DCEW Site: Boise Ridge Weather (BRW)
Location (Lat/Long): 43.75876, -116.090404
Elevation: 2114 m
Reporting Since: November 2011
Site Notes: The site is within the boundaries of Bogus Basin Mountain Recreation Area and just outside the northern margin of Dry Creek Experimental Watershed (DCEW). It lies on a small knob to the east of Deer Point and receives relatively significant snow fall (more than 1.5 meters snow depth was observed in the 2011 water year).
The soil in the area is a sandy loam with gravel and an average observed depth of not more than 35 cm. Large fragments of fractured granodioritic basement rock litter the soil, forming the source of the gravel. Vegetation cover in the area is dominated by Douglas fir and Ponderosa pine with the station lying in a small forest clearing. Understory shrubs are dense in the area ranging from 0.5-1.0 meter in height.

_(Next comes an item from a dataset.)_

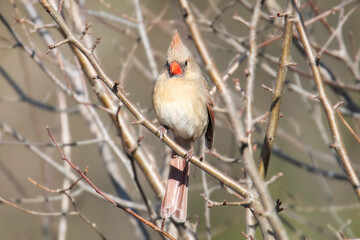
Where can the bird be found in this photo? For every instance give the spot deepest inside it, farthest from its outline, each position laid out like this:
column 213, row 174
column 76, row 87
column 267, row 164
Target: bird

BRW station was programmed and installed in the Fall 2010 with data collection beginning on November 15, 2011. Instrumentation measures the following variables: air temperature, relative humidity, wind speed and direction, atmospheric pressure, short-wave and long-wave radiation (incoming and outgoing), ground surface temperature, snow depth, liquid precipitation, soil moisture, soil temperature, and soil heat flux. Soil moisture is recorded with four sensors in two pits. Pits one and two are located 4.5 meters southeast and 4.5 meters northwest of the main tower, respectively. Each pit measures water content and soil temperature at 5.0-20 cm depth. Soil heat flux is measured at four separate pits, approximately 2.5 meters from the tower in the cardinal directions. The heat flux plates are installed at 8 cm depth. Snow depth is recorded with two independent sensors, one of which was not operational until Summer 2012. Wind is measured with a two-dimensional sonic anemometer which is prone to occasional data gaps during extreme weather events due to riming on the sensor prongs. The station is powered with a 60 watt solar panel and transmits telemetric signal via radio waves.
The Boise State Cryosphere Geophysics and Remote Sensing (CryoGARS) group, headed up by H. P. Marshall, conducts ongoing field research nearby BRW station including snow pit characterization and non-destructive radar techniques to improve the estimation of physical snow properties.